Kapıyı açtığı gibi karşısından bir elinde dosyalar bir elinde de üstünde Kahve Dünyası'nın logosu olan karton poşetle siyah gözlüklü bir adam duruyordu.

Açık renkli kot pantolonun üstüne sade beyaz salaş bir tişört giymiş kolundaki kaslar bariz bir şekilde ben buradayım diye bağırıyordular.

Cem uykulu gözlerini birkaç defa kapıştırdıktan sonra "Siz kimsiniz?" diye sordu kapıdaki yabancıya.

Adam kahve poşetini Cem'in eline tutuşturup boşta kalan eliyle gözlüğünü çıkarttı.

Cem karşısında sivil kıyafetlerle Komiser Selim'i görünce şaşırarak adamı baştan ayağa süzdü. Şerefsiz yakışıklıydı.

"Müsaade edersen içeri girebilir miyim ortak."

Cem sadece kenara çekildi ve adama geçmesi için yer açtı. "Benim gibilerin evine hani gelmezdin sen?"

Dünde üstünde resmi ve polis forması olmamasına rağmen yine de kıyafetlerinden polis havası akıyordu, fakat bugün tamamen sokaktan herhangi biri gibiydi.

Selim onu duymamazlıktan gelerek kapıdan içeri girdiği gibi etrafına bakınırken ıslık çaldı. "Beni sen davet ettin ayrica vay be, sen bayağı zenginmişsin." Açık salona doğru giderken Cem elindeki poşeti mutfak tezgahına koyup açtı.

"Sende hep böyle erkenci misindir?" Diye sorarken poşetteki iki kutu sıcak kahveyi çıkartıp tezgaha koyarak poşeti buruşturup çöpe attı.

Selim etrafına bakınmayı bırakıp orta tezgahın diğer tarafına geçip yüksek tabureli sandalyelerden birini çekip oturdu. Elindeki dosyayı dikkatlice tezgahın üstünde bırakırken Cem'in poşetten çıkardı kahvelerden birini alıp dudaklarına götürdü.

"Sen bu saate erken mi diyorsun?" Diğer sordu Selim Cem'in uykulu halini inceleyerek.
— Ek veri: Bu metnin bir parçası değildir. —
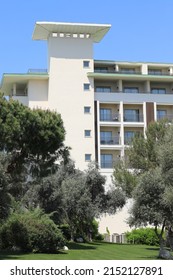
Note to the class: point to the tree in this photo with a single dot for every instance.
(34, 138)
(146, 176)
(5, 198)
(74, 197)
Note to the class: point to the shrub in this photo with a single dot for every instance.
(31, 231)
(142, 236)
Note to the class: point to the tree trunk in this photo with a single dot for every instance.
(163, 253)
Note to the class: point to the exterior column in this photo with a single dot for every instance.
(14, 90)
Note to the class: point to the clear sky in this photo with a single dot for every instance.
(142, 30)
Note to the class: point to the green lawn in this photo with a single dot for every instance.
(92, 251)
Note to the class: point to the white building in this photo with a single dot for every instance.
(102, 103)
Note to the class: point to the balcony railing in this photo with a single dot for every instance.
(38, 70)
(109, 164)
(139, 92)
(168, 117)
(118, 72)
(135, 72)
(128, 140)
(110, 140)
(106, 164)
(109, 117)
(133, 118)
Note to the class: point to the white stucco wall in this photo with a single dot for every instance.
(66, 93)
(38, 94)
Sarı saçları dağılmış yüzüne düşüyordu. Gözleri ise şişti. Dün züppe olarak adlandırabileceği tipi şuan gözüne çok daha farklı görünüyordu, daha masum.

Cem de diğer kahveyi alıp dudaklarına götürüp yavaşça yudumladı. "Siktir, bu ne lan" diyerek kahveyi hızla geri tezgaha bırakıp buruşturduğu yüzüyle tezgahın diğer ucundaki şekerliği alıp kahvesine beş küp şeker attı.
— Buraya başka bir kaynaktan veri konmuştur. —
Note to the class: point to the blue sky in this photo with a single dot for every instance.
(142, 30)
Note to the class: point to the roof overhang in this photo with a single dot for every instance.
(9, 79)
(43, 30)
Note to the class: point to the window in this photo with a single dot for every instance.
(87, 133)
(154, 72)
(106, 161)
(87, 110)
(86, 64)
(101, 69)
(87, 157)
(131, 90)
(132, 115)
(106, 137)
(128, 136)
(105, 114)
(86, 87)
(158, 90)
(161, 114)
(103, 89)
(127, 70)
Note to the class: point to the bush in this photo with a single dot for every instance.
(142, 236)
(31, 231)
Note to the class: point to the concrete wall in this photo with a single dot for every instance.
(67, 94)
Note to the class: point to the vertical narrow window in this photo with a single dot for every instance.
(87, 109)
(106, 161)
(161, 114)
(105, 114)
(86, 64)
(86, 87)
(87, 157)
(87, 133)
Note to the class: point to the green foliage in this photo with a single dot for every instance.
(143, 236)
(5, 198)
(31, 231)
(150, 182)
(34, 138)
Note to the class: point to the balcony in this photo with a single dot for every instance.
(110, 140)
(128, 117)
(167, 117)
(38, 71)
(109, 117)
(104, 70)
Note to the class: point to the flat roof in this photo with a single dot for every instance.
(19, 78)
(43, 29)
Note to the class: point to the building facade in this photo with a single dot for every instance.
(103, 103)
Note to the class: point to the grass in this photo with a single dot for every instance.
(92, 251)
"Oha" dedi Selim birden. "Şeker komasına gireceksin böyle giderse."

Cem "Asıl bu kahveyi bu kadar sert içebilen birisi damar sertliğinden geberip gider" diyerek kahvesini karıştırdı. Tekrardan tadına baktı ve ardından iki küp şeker daha attı.
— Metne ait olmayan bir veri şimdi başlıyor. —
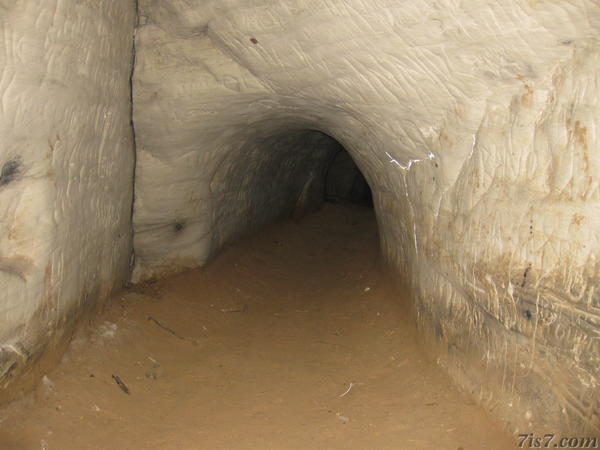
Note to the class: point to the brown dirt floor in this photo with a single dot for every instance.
(255, 351)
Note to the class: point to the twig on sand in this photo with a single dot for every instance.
(348, 390)
(167, 329)
(120, 383)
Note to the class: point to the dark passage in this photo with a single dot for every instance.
(345, 183)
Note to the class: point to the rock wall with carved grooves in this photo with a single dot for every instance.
(476, 125)
(66, 172)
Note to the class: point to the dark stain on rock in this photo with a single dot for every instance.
(525, 276)
(10, 171)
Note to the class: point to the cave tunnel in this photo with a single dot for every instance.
(299, 224)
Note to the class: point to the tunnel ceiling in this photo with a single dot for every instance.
(475, 123)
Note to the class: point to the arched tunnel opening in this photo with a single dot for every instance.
(299, 224)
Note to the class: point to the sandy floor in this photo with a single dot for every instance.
(289, 340)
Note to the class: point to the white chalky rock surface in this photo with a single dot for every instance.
(476, 124)
(66, 168)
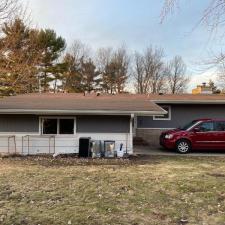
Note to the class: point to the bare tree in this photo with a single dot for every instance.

"Sen nasıl LPGlisin ya. Ben sizleri et yemeyen entel danteller gibi üç beyazdan uzak durduğunuzu filan sanıyordum" dediğinde pişmiş kelle gibi sırıtıyordu Cem'e. Sabaha karşı eline gelen raporla Cem'in hiç bir vukuate karışmamış olduğunu öğrendiğinde ona karşı biraz rahatlamıştı. En azınsan suçlu biriyle iş yapmayacağını bilmek güzeldi.

Cem ona gözlerini devirip "Üç beyazdan kastın, Rus, Ukraynalı ve İrlandalılarsa evet o üç beyazdan kesinlikle uzağım" diyerek poposunu hemen arkasındaki tezgaha yaslayıp Selim'e sinirle bakıp tadını tam beğenmese de idare edecek şekile getirdiği kahvesinden yudumladı.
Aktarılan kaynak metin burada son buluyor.